La Fiat va in Cina

In rete da qualche tempo rimbalzano notizie allarmanti riguardo l’interesse della Fiat ad aprire fabbriche in Cina per la produzione di almeno 250.000 vetture all’anno. Queste notizie sono allarmanti sopratutto se andiamo a vedere la situazione delle fabbriche italiane di proprietà del gruppo torinese, con le recenti casse integrazioni di Mirafiori e Termini Imerese, e con sindacati e lavoratori sul piede di guerra visto che il loro impiego è decisamente sull’orlo dell’abisso.

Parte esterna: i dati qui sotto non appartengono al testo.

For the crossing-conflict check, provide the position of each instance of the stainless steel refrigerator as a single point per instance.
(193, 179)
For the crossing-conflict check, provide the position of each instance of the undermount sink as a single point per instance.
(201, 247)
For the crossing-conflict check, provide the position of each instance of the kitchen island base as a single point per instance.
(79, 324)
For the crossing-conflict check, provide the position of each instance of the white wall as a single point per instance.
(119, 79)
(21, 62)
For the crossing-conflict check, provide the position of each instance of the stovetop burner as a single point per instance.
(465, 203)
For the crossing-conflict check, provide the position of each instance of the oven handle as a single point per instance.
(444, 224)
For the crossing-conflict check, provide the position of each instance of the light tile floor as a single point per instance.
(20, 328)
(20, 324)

L’interesse della Fiat per la Cina è un segnale forte e chiaro, il Lingotto non può continuare a tenere aperte tutte queste fabbriche in Italia, i costi di gestione sono alti e c’è la necessità di mantenere la competitività alta anche nel resto del mondo perché perdere quest’ultima significa licenziare tutti. Proprio questo punto deve far riflettere, il mercato cinese è il più ampio attualmente, è quello con i maggiori margini di sviluppo ed è quello sul quale tutte le più grandi case produttrici si stanno concentrando. Per tutti questi motivi è assolutamente normale che la società torinese sia interessata a penetrare nel tessuto cinese per proporre i propri modelli al “mercato del futuro”.

Ovviamente, lo abbiamo visto, tutte considerazioni giuste, considerazioni che però andrebbero fatte davanti ai lavoratori ed alle loro famiglie, loro rischiano di perdere il posto di lavoro ma nessuno gli chiede cosa dovrebbero pensare. Le leggi del mercato sono spietate, la Fiat ha necessità di lavorare a costi minorie di produrre in Cina per non licenziarli tutti, i lavoratori, questi ultimi rischiano di rimanere senza lavoro  aggiungendo problemi a problemi in una Italia che oramai arranca.